We all have an opinion about James Franco. You either think he’s a pompous douchebag and you hate him, or you think he’s a pompous douchebag and you love him. Either way, there’s no denying that Franco is accomplished in many arenas. He’s an actor, starring in such films as Oz: The Great and Powerful, the Spider Man franchise with Tobey Maguire, and famously hosting the Oscars with Anne Hathaway while seemingly “on” something. And my personal favorite – on Freaks and Geeks, which is one of the most awesome television shows ever made. He’s an accomplished scholar, currently a Ph.D. candidate at Yale. He’s also a director, working on several film projects currently.
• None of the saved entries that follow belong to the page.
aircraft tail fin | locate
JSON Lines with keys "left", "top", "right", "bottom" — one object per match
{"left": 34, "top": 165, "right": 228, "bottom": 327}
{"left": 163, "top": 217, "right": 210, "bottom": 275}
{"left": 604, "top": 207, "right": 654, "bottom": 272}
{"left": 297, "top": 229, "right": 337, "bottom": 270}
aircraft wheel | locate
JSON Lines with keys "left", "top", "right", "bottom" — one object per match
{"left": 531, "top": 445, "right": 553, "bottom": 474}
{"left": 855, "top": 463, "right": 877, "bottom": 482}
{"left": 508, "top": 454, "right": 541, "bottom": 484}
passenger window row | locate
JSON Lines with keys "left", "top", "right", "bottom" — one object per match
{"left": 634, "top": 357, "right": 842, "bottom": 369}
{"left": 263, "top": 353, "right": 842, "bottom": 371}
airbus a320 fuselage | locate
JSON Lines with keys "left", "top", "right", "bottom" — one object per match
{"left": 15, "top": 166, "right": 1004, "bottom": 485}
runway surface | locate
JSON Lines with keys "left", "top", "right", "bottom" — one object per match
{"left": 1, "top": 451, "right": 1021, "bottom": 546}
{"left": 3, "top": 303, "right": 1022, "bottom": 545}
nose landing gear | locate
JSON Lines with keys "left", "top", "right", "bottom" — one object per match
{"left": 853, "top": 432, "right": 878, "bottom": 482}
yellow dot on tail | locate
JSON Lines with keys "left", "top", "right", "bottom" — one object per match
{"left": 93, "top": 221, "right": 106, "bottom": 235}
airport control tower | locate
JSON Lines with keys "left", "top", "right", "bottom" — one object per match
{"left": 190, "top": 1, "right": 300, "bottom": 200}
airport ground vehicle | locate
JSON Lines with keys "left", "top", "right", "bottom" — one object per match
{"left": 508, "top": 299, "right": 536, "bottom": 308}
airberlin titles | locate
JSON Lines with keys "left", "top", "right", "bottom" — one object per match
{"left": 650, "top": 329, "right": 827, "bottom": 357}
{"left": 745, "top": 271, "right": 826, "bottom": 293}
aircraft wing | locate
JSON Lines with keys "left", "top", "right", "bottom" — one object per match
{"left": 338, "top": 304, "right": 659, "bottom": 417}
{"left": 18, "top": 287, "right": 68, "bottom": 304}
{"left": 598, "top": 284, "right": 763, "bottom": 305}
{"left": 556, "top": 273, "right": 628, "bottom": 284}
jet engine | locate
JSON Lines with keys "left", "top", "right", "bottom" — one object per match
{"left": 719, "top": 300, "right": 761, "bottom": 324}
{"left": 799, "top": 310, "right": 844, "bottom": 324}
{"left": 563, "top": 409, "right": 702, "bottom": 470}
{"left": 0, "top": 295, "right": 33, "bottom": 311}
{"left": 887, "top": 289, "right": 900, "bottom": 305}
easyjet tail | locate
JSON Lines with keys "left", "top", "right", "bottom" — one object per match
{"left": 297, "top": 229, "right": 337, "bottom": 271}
Oh, and he frequently makes fun of Kanye West and Kim Kardashian with pal Seth Rogan with their dead-on parodies, most recently of their Vogue cover.
And he’s also an author. Actors Anonymous is a collection of short stories, all centering around struggling actors who all – or most – bear a striking resemblance to the man himself. In fact, in some stories he even refers to himself in the third person. Some of the stories are disturbing, such as the McDonald’s worker who succumbs to providing sexual favors for some extra cash. In Franco’s Wikipedia bio (which, of course must be true because … Internet!) it states that he worked at Mickey D’s while struggling to make it in Hollywood, and tried out accents on the customers, which is identical to what the character in the book does. So are we meant to think that this fiction is part autobiographical?
Peppered with interesting tidbits about film and actors, AA is smartly written, hip, and yet disturbing as hell. It exposes the dark side of the entertainment industry and the desperation felt by actors to “make it” in Hollywood. And leaves you wondering what else is going on in that intelligent mind of Franco’s.